As per the US Justice Department’s report, Deutsche Bank engaged in the misconduct from at least 2003 through early 2011. However, in accepting responsibility and paying the fines, the deal allows the bank to keep its operating license in the United States. The bank’s New York branch has more than 1,700 employees and total assets exceeding US$152 billion.
The US Justice Department statement said: “Numerous Deutsche Bank derivatives traders – whose compensation was directly connected to their success in trading financial products tied to LIBOR – engaged in efforts, many times in conjunction with other banks, to move these benchmark rates in a direction favorable to their trading positions.

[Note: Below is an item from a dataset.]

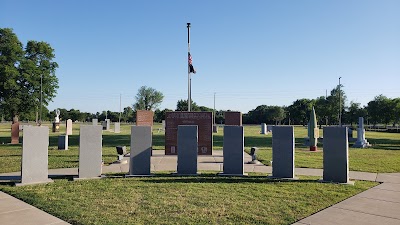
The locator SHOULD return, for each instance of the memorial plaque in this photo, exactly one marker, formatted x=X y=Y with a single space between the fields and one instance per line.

“Specifically, the derivatives traders requested that LIBOR submitters at Deutsche Bank and other banks submit contributions favorable to trading positions, rather than the accurate rates that complied with the definition of LIBOR. Through these schemes, Deutsche Bank defrauded counterparties who were unaware of the manipulation.”
Record US$7.2bn fine
The fine is the latest in a long line of fines, for the troubled German bank. In January, the US Justice Department, along with federal partners, announced a record US$7.2bn settlement with Deutsche Bank resolving federal civil claims that Deutsche Bank misled investors in the packaging, securitization, marketing, sale and issuance of residential mortgage-backed securities (RMBS) between 2006 and 2007.
The latest penalty takes the total fines imposed on the German lender to approximately US$8.63bn. In addition to the record US$7.2bn fine and yesterday’s fines, Deutsche Bank has also paid US$800m to the US Commodity Futures Trading Commission and a UK record £163,076,224 (about US$204m) by the UK regulator the Financial Conduct Authority.
It also agreed to settle with New York’s Department of Financial Services (about US$630 in total), as reported, for failing to maintain an adequate anti-money laundering controls linked to a series of Russian ‘mirror’ trades.
Asia desk closure
Earlier this week Deutsche Bank Wealth Management announced that it has shut the desk servicing external asset managers in Asia. It will now be offering the EAM service through relationship managers in the region. And last year, as reported, the firm also closed its private banking operation in Australia and, as reported, it sold its stake in UK in financial company Abbey Life to Phoenix.
Deutsche Bank also announced recently, as reported, that it was going to the markets to ask investors for €8bn (US$8.5bn) to help improve its financial health as it has announced that it is to break up its business, including listing its asset management arm for sale, as it bids plans to secure its financial future.
Deutsche Bank said it will seek to raise about €8bn (US$8.5bn) –its fourth capital hike since 2010. The four add up to a total of about €30bn (US$32bn), which more than the bank’s current market value, according to current valuations.